其他参数含义同session.created。

{
    "event_id": "event_1234",
    "type": "session.updated",
    "session": {
        "id": "sess_001",
        "object": "realtime.session",
        "model": "gpt-4o-realtime-preview-2024-12-17",
        "modalities": ["text"],
        "input_audio_format": "pcm16",
        "input_audio_transcription": null,
        "turn_detection": {
            "type": "server_vad",
            "threshold": 0.5,
            "silence_duration_ms": 200
        }
    }
}

input_audio_buffer.speech_started

此事件仅在 VAD 模式下发送。当服务端在音频缓冲区中检测到语音开始时发送。

该事件可能在每次音频添加到缓冲区时发生（除非已检测到语音开始）。

参数	类型	说明
type	string	事件类型。固定为`input_audio_buffer.speech_started`。
event_id	string	事件ID。
audio_start_ms	integer	在会话期间，从音频开始写入缓冲区到首次检测到语音时的毫秒数。
item_id	string	将创建的用户消息项的 ID。

{
  "event_id": "event_B1lV7FPbgTv9qGxPI1tH4",
  "type": "input_audio_buffer.speech_started",
  "audio_start_ms": 64,
  "item_id": "item_B1lV7jWLscp4mMV8hSs8c"
}

input_audio_buffer.speech_stopped

此事件仅在 VAD 模式下发送。当服务端在音频缓冲区中检测到语音结束时发送。

该事件触发后，服务端将紧接着发送一个conversation.item.created事件，包含从音频缓冲区创建的用户消息项。

参数	类型	说明
type	string	事件类型。固定为`input_audio_buffer.speech_stopped`。
event_id	string	事件ID。
audio_end_ms	integer	从会话开始到语音停止的毫秒数。
item_id	string	当语音停止时将创建的用户消息项的 ID。

{
  "event_id": "event_B3GGEYh2orwNIdhUagZPz",
  "type": "input_audio_buffer.speech_stopped",
  "audio_end_ms": 28128,
  "item_id": "item_B3GGE8ry4yqbqJGzrVhEM"
}

input_audio_buffer.committed

VAD模式：当客户端完成音频数据发送（通过input_audio_buffer.append事件）后，服务端发送该事件。
非VAD模式：客户端完成音频数据发送（通过input_audio_buffer.append事件）并发送input_audio_buffer.commit事件后，服务端发送该事件。

参数	类型	说明
type	string	事件类型。

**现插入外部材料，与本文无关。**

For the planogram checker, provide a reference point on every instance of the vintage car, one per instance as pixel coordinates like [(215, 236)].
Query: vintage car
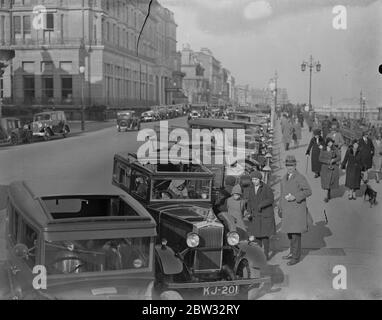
[(197, 254), (87, 242), (148, 116), (49, 124), (12, 132), (127, 120)]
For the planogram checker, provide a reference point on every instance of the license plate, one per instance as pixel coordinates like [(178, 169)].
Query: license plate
[(221, 291)]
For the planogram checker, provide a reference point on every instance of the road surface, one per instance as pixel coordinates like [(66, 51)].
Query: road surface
[(352, 237)]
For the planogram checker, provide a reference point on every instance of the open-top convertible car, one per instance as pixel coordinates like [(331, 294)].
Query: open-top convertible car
[(127, 120), (12, 132), (50, 123), (92, 242), (197, 255)]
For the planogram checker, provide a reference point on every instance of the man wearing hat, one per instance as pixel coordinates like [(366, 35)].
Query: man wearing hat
[(261, 223), (294, 191), (314, 148), (336, 136)]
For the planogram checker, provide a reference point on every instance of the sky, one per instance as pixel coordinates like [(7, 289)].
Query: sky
[(254, 38)]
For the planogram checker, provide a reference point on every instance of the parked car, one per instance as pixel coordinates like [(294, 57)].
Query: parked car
[(93, 242), (197, 255), (128, 120), (11, 131), (49, 124), (148, 116)]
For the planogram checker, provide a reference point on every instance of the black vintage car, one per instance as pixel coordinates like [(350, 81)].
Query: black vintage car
[(197, 256), (11, 131)]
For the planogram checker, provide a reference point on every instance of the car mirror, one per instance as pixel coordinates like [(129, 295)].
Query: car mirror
[(21, 251)]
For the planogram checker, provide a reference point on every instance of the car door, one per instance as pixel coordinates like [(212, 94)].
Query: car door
[(20, 270)]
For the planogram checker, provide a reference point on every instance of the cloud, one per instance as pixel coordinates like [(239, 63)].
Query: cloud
[(257, 10), (230, 17)]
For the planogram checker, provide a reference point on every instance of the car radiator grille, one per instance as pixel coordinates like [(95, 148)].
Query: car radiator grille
[(209, 259)]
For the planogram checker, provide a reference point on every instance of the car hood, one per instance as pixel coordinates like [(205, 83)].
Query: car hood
[(117, 288), (190, 212)]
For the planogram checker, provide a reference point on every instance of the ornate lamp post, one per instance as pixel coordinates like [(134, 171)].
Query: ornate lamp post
[(82, 73), (311, 65)]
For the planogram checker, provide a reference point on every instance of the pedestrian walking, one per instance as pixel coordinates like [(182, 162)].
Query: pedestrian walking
[(330, 158), (325, 127), (377, 159), (287, 131), (236, 209), (294, 191), (297, 135), (261, 223), (314, 149), (367, 153), (353, 165), (336, 136)]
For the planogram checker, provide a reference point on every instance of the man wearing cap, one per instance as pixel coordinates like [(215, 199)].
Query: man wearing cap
[(261, 223), (366, 148), (294, 191), (314, 148)]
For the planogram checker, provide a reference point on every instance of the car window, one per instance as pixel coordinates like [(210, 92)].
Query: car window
[(29, 237), (139, 184)]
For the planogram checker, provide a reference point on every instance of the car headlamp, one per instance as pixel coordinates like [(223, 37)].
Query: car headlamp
[(233, 238), (138, 263), (192, 240)]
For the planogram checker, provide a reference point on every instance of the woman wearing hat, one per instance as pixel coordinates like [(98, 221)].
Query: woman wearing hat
[(294, 190), (353, 165), (314, 148), (261, 223), (330, 158)]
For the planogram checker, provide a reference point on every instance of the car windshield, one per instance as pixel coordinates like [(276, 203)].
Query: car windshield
[(93, 255), (179, 190), (41, 117)]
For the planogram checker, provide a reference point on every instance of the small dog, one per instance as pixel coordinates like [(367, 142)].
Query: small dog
[(372, 194)]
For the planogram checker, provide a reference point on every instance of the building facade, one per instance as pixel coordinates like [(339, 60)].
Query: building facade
[(69, 52)]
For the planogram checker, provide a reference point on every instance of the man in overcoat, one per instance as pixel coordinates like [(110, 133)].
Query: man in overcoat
[(366, 148), (294, 191), (314, 148), (261, 214)]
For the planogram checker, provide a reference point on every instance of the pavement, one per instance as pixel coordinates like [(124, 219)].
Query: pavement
[(351, 238)]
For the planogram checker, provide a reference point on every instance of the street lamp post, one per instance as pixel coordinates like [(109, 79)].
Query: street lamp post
[(311, 65), (273, 88), (82, 72)]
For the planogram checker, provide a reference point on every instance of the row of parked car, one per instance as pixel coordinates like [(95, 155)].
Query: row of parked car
[(153, 233), (45, 125)]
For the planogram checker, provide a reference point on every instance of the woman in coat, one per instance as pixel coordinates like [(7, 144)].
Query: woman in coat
[(297, 135), (287, 131), (330, 158), (261, 214), (353, 164), (378, 156), (314, 149)]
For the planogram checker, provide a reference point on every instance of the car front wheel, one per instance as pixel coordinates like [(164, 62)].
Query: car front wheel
[(170, 295), (245, 271)]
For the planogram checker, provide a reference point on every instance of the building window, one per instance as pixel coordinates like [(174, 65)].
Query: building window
[(67, 88), (47, 89), (27, 27), (49, 22), (29, 90), (17, 27)]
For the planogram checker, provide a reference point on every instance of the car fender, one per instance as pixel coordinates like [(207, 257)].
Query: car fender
[(170, 263), (253, 254)]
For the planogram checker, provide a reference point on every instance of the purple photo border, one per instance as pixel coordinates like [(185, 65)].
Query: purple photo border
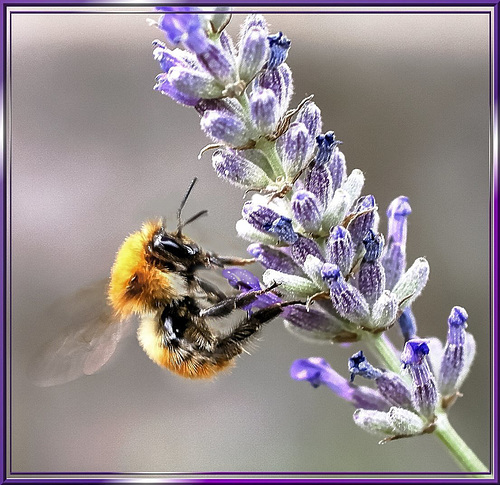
[(232, 477)]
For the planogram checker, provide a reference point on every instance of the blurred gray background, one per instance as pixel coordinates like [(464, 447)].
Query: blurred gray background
[(96, 151)]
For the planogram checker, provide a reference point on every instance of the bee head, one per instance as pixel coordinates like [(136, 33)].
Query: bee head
[(172, 247)]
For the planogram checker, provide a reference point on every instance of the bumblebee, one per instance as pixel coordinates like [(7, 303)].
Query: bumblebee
[(155, 276)]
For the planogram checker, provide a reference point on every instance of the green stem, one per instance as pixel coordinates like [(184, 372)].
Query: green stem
[(465, 457)]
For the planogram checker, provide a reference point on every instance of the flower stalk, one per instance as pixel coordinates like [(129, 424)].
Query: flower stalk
[(313, 231)]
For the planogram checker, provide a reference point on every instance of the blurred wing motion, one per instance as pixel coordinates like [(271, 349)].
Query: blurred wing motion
[(83, 347)]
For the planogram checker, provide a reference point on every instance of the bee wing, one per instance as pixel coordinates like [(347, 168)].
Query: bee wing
[(83, 347)]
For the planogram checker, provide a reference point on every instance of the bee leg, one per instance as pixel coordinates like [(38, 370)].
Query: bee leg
[(222, 261), (226, 306), (213, 294), (232, 345)]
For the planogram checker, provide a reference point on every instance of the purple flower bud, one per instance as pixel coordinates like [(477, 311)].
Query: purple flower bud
[(337, 168), (394, 262), (311, 324), (306, 210), (280, 81), (254, 50), (407, 324), (275, 259), (398, 422), (384, 311), (319, 182), (310, 116), (358, 365), (346, 299), (279, 46), (361, 224), (424, 392), (266, 220), (302, 248), (453, 357), (339, 249), (391, 386), (165, 87), (371, 278), (374, 243), (224, 127), (195, 84), (293, 148), (394, 259), (291, 286), (398, 211), (326, 144), (263, 110), (318, 372), (412, 283), (354, 184), (216, 62), (228, 164), (169, 58)]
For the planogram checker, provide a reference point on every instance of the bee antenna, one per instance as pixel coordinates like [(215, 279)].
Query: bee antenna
[(193, 218), (180, 225)]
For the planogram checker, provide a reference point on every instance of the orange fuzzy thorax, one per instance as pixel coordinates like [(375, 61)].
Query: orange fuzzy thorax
[(136, 285)]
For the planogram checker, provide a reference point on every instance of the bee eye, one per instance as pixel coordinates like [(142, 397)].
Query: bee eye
[(167, 245)]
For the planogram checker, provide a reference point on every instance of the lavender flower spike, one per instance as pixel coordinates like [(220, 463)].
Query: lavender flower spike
[(314, 325), (389, 384), (454, 357), (326, 144), (371, 278), (254, 47), (263, 103), (318, 372), (279, 46), (412, 283), (275, 259), (365, 218), (394, 259), (267, 220), (346, 299), (339, 249), (294, 148), (414, 359), (230, 165), (396, 423)]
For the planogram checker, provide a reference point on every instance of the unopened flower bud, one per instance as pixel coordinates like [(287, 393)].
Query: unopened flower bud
[(337, 168), (230, 165), (346, 299), (412, 283), (293, 148), (414, 359), (279, 45), (453, 361), (254, 50), (364, 219), (353, 185), (225, 127), (263, 110), (318, 372), (306, 210), (291, 286), (275, 259)]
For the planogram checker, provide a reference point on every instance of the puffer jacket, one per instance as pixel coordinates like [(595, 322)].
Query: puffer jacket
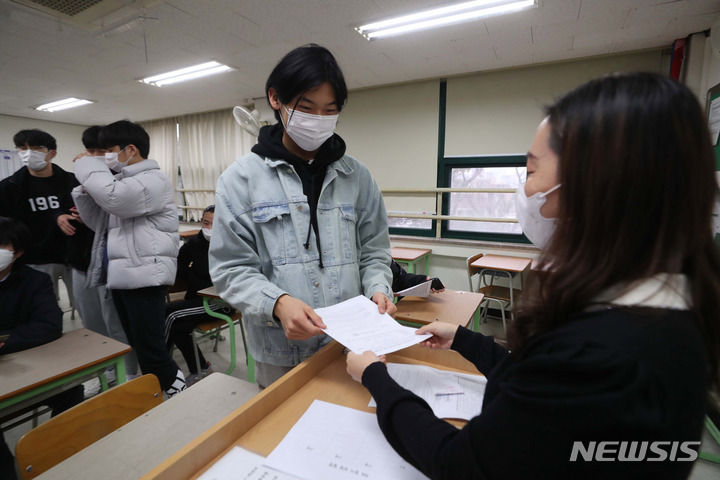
[(258, 253), (138, 209)]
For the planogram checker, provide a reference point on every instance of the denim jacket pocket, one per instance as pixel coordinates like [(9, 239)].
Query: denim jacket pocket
[(275, 225), (349, 231)]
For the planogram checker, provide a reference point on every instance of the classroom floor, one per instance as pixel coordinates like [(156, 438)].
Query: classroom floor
[(220, 361)]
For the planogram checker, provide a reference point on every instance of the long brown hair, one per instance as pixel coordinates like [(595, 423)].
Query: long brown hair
[(638, 188)]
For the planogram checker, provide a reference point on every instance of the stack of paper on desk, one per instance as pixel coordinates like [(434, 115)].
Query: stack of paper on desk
[(357, 324), (449, 394)]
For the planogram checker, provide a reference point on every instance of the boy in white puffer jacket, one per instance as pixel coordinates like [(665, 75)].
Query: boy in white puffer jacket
[(136, 246)]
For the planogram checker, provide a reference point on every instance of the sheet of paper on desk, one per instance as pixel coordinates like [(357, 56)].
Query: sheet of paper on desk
[(240, 464), (357, 324), (331, 442), (421, 290), (449, 394)]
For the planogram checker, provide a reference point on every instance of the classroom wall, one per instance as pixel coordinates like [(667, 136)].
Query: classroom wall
[(67, 135), (393, 130)]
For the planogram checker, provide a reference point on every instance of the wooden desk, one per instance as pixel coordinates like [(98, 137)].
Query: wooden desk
[(263, 422), (410, 256), (139, 446), (451, 306), (32, 375), (502, 263), (210, 294)]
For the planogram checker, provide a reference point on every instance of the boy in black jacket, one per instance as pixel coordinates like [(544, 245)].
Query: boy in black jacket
[(34, 195)]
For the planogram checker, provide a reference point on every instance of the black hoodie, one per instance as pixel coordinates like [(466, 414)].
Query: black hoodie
[(311, 174), (38, 202)]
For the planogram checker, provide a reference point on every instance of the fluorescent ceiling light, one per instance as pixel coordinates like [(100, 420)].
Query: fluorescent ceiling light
[(63, 104), (189, 73), (453, 14)]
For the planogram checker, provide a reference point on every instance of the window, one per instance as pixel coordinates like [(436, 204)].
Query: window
[(505, 172)]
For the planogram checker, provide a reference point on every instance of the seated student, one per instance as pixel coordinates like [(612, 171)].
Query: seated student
[(403, 280), (184, 315), (29, 316), (621, 344), (137, 258)]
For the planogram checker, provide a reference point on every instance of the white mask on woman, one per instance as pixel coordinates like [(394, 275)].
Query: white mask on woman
[(536, 227), (309, 131), (6, 258), (35, 161)]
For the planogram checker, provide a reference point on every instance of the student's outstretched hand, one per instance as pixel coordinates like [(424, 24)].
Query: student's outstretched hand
[(65, 225), (443, 335), (298, 319), (384, 304), (356, 364)]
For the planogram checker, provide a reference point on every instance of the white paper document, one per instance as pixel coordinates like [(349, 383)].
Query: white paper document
[(449, 394), (357, 324), (331, 442), (714, 120), (421, 290), (241, 464)]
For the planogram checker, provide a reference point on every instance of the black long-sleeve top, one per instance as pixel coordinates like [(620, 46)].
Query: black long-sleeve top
[(613, 375), (29, 311), (193, 268)]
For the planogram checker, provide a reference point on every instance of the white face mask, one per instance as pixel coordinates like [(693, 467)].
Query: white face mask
[(6, 258), (111, 160), (536, 227), (33, 160), (309, 131)]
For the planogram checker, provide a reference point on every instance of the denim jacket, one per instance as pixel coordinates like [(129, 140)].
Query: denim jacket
[(257, 250)]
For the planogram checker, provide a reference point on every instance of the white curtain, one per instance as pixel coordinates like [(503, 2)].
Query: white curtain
[(163, 145), (209, 143)]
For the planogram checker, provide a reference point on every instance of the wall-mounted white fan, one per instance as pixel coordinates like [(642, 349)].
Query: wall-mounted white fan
[(248, 121)]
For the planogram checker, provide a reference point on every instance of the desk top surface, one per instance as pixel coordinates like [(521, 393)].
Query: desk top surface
[(450, 306), (210, 292), (263, 422), (408, 254), (189, 233), (502, 262), (142, 444), (73, 352)]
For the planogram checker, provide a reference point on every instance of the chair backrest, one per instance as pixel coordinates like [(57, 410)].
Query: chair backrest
[(66, 434), (472, 270)]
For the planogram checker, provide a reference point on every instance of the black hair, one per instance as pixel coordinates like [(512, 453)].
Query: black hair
[(35, 138), (123, 133), (14, 232), (304, 68), (91, 137), (638, 189)]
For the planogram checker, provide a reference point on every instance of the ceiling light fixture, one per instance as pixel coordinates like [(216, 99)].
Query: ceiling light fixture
[(438, 17), (63, 104), (189, 73)]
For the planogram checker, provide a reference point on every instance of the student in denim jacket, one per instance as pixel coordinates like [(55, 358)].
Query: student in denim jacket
[(299, 224)]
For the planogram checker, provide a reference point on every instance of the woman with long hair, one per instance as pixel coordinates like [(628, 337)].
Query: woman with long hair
[(614, 355)]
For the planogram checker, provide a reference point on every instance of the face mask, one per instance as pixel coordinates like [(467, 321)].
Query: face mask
[(111, 160), (6, 258), (33, 160), (309, 131), (537, 228)]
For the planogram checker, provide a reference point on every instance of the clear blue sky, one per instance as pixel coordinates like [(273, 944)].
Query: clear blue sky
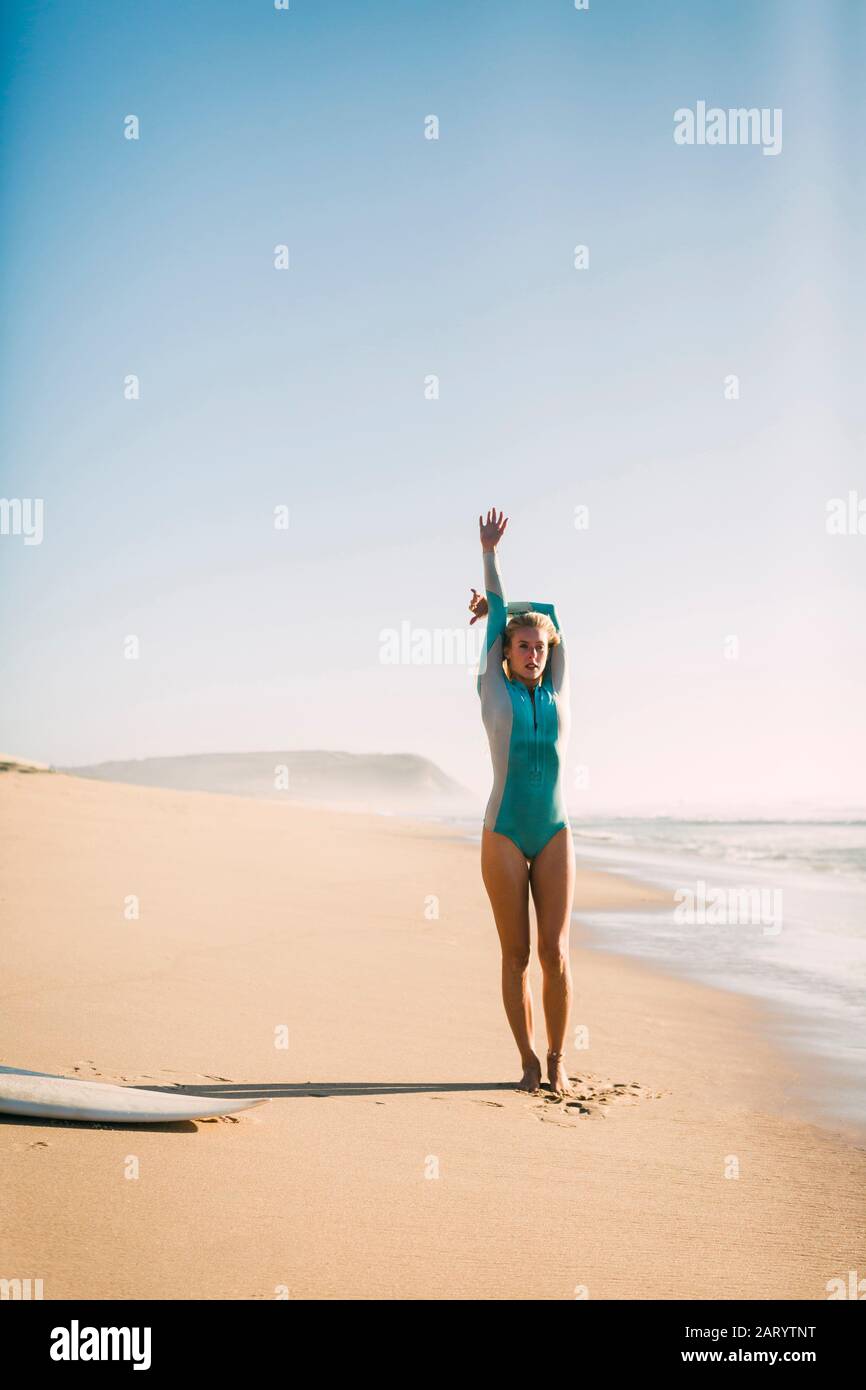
[(558, 387)]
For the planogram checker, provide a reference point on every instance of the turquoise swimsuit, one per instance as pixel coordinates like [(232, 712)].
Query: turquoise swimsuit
[(527, 730)]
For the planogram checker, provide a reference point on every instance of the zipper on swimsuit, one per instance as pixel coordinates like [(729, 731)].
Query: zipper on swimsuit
[(535, 738)]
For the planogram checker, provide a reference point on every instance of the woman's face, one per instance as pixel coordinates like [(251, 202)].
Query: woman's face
[(527, 653)]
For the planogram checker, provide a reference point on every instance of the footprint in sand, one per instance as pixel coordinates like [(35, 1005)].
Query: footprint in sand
[(594, 1096)]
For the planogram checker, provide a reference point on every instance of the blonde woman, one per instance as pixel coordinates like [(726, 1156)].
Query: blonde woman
[(526, 838)]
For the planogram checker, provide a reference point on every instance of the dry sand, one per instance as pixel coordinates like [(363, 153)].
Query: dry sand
[(395, 1158)]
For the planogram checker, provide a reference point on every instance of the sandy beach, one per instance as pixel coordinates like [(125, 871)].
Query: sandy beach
[(395, 1158)]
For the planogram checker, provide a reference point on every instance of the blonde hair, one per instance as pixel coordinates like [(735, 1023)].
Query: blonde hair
[(530, 619)]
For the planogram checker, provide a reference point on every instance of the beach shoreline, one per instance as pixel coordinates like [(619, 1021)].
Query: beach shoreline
[(350, 962)]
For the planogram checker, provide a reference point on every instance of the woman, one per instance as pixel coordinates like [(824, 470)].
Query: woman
[(526, 838)]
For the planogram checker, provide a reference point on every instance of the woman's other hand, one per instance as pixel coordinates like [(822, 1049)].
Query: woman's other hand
[(477, 605)]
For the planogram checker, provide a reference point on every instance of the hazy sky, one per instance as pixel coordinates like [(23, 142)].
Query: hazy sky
[(559, 388)]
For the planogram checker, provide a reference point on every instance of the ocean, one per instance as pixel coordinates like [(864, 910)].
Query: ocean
[(774, 909)]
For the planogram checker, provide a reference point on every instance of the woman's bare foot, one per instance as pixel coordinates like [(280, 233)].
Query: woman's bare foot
[(558, 1076), (531, 1075)]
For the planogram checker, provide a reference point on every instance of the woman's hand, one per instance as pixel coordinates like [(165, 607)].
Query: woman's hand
[(477, 605), (492, 530)]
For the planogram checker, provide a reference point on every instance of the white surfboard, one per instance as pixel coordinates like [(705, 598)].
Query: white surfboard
[(67, 1098)]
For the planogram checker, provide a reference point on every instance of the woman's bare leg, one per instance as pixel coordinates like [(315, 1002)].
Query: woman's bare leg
[(506, 877), (552, 884)]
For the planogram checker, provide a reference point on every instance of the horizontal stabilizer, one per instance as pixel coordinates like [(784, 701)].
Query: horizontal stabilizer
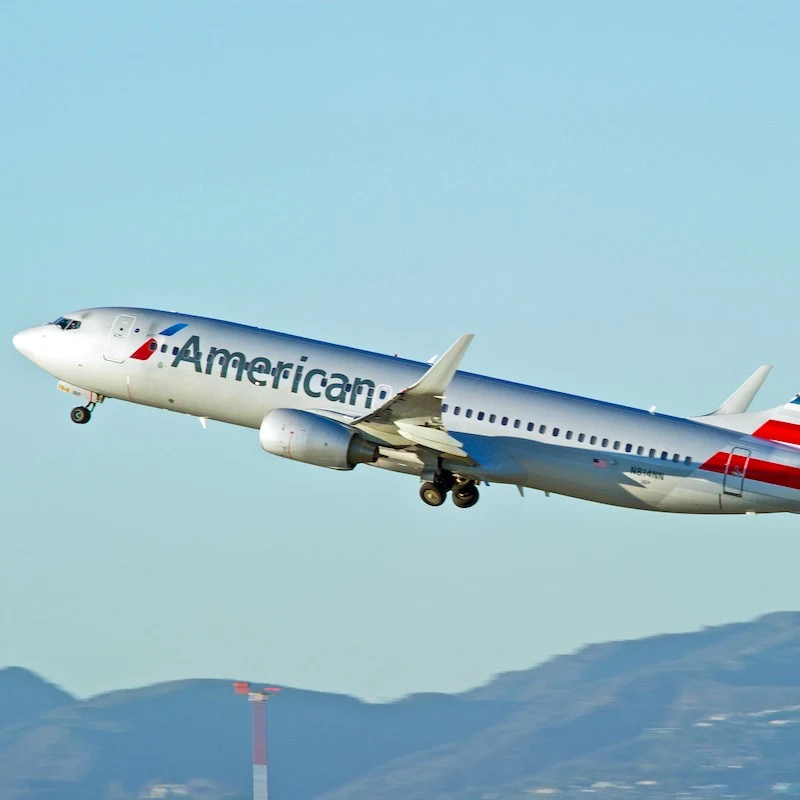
[(740, 400)]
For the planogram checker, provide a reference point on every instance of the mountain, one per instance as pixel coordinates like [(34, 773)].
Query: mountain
[(23, 696), (718, 708)]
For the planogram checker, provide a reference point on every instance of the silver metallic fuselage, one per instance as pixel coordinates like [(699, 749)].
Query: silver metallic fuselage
[(526, 436)]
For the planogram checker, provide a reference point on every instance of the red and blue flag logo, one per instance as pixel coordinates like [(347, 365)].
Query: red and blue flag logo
[(151, 345)]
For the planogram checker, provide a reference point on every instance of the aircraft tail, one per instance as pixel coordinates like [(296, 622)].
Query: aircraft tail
[(782, 423)]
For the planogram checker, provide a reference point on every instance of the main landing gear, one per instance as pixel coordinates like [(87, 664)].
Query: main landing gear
[(80, 415), (464, 492)]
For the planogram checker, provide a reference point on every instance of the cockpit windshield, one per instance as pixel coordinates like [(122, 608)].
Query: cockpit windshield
[(67, 324)]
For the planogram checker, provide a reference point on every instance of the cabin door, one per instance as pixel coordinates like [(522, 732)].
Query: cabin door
[(117, 344), (733, 482)]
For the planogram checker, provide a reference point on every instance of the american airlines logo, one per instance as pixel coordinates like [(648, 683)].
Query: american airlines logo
[(260, 371)]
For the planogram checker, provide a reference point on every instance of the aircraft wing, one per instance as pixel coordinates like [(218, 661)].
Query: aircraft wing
[(414, 415)]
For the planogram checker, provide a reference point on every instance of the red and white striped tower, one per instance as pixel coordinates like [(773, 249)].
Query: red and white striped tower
[(258, 700)]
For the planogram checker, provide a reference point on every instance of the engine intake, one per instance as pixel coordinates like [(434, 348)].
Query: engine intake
[(304, 436)]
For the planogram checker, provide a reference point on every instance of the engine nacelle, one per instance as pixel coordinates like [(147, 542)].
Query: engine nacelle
[(303, 436)]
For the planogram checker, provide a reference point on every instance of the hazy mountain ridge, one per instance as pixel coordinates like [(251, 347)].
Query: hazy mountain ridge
[(673, 710)]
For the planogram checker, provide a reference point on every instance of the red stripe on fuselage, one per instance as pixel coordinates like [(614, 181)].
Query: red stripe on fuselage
[(777, 431)]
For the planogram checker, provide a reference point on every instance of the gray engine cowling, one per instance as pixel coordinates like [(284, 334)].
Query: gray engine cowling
[(307, 437)]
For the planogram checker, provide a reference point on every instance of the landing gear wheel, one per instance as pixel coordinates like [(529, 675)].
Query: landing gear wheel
[(80, 415), (466, 496), (433, 494)]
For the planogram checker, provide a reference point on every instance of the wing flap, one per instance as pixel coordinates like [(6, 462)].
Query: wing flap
[(414, 415)]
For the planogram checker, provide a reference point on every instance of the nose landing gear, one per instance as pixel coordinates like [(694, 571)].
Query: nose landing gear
[(80, 415)]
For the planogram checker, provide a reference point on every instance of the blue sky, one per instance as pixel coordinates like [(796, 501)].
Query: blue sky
[(606, 194)]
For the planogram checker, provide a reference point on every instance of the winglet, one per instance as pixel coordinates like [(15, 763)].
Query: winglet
[(740, 400), (435, 381)]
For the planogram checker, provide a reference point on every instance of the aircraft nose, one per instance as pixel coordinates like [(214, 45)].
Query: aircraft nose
[(24, 341)]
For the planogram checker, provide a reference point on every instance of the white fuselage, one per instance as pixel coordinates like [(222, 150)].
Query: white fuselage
[(514, 434)]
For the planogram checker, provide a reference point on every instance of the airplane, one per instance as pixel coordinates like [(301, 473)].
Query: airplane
[(338, 407)]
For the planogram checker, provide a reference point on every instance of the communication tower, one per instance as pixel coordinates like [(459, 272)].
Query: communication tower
[(258, 702)]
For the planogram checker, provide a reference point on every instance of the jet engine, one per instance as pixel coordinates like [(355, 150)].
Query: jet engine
[(303, 436)]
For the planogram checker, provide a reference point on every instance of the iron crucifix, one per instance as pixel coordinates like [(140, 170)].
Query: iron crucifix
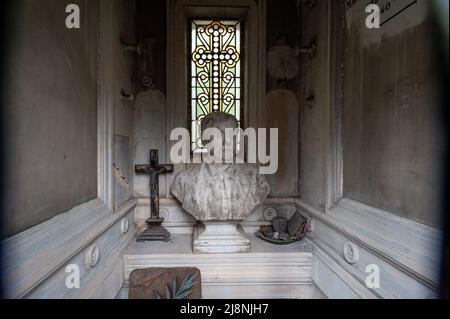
[(155, 230)]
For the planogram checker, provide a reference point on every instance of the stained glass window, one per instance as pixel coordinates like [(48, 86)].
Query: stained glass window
[(215, 72)]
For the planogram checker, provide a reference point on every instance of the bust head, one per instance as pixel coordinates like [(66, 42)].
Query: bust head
[(221, 121)]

固定为`input_audio_buffer.committed`。
event_id	string	事件ID。
previous_item_id	string	前一个对话项的ID
item_id	string	将创建的用户对话项的 ID。

{
    "event_id": "event_1121",
    "type": "input_audio_buffer.committed",
    "previous_item_id": "msg_001",
    "item_id": "msg_002"
}

conversation.item.created

当对话项（item）创建时发送该事件。

参数	类型	说明
type	string	事件类型。固定为`conversation.item.created`。
event_id	string	事件ID。
previous_item_id	string	前一个对话项的ID
item	object	要添加到对话中的条目。
item.id	string	对话项的唯一ID。
item.object	string	固定为 `realtime.item` 。
item.type	string	固定为`message`。
item.status	string	对话项的状态。
item.role	string	消息发送的角色。
item.content	array[object]	消息的内容。
item.content.type	string	固定为`input_audio`。
item.content.transcript	string	固定为`null`。完整的识别结果通过conversation.item.input_audio_transcription.completed事件提供。

{
  "type": "conversation.item.created",
  "event_id": "event_B3GGKbCfBZTpqFHZ0P8vg",
  "previous_item_id": "item_B3GGE8ry4yqbqJGzrVhEM",
  "item": {
    "id": "item_B3GGEPlolCqdMiVbYIf5L",
    "object": "realtime.item",
    "type": "message",
    "status": "completed",
    "role": "user",
    "content": [
      {
        "type": "input_audio",
        "transcript": null
      }
    ]
  }
}

conversation.item.input_audio_transcription.text

此事件会高频发送，用于展示实时识别结果。

参数	类型	说明
type	string	事件类型。固定为`conversation.item.input_audio_transcription.text`。
event_id	string	事件ID。
item_id	string	关联的对话项ID。
content_index	integer	包含音频的内容部分的索引。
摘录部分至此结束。